To answer your question you can remove some of the haunches next to your trigger, they're raised and don't affect the bedding, just leave the area covered by metal alone. I say this because some of the greeks, and some of the fat usgi overtons for that matter, are so high they block 1/4 of the trigger height interferring with your trigger squeeze. If it looks close to your old usgi stock, then your fine in that regard. I had to take down an overton that really blocked the trigger opening. I used a draw knife to carefully pare down about an 1/8 of an inch and then sanded the area with a palm sander and blended it into the sides and then finished with hand sanding. Just a note because I'm not sure how much you've worked with wood, if using a draw knife or wide chisel, work going away from the pistol grip area. Otherwise the blade will dig into the wood grain and leave slits. That and take the wood off slowly in thin slivers.

Also you're going to want to do that movement check of the rifle in the stock with the trigger guard out. Basically you don't want a size 9 boot if your foot is size 8. If your stock is snug with the trigger assm out you should be good to invest the work in smoothing up the surface.

I like the idea of a blond stock with the dark greek park. It's distinctive. There are some maple aftermarket stocks that have a similar light and dark appearance.

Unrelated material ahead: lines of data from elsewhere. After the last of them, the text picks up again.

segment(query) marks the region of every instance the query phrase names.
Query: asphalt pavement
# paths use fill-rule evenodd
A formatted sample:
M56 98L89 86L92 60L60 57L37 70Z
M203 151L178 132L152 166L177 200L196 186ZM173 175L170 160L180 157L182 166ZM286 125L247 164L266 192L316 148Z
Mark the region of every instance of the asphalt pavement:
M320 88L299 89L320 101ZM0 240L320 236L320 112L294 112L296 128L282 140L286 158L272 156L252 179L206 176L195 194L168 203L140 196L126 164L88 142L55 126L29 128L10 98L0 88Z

Well that's my free advice, it's worth what you paid for it! I'm not an expert by any means, I've refinished a few stocks and read M1 books and manuals, and learned a lot from the web sites. I wish you luck and enjoy.

SoS
PS- If your stock fits ok, just go shoot it for now, make sure everything will be ok, before you invest your time in the wood. Also gets the itching to stop! I did that mistake, stripped my first stock down before shooting the rifle, that was a long 2-3 weeks and I ended up sending my rifle back to CMP for issues it had. (BTW I could have fixed it with the knowledge I picked up along the way)

PSS- The general recomendation on sling keepers is to only have them over two layers of leather, don't be tempted to slide it over three on the front loop for convenience or looks. Fortunately I only did that to an old hunter brand sling before I learned the right way. Stretched loops are pretty useless.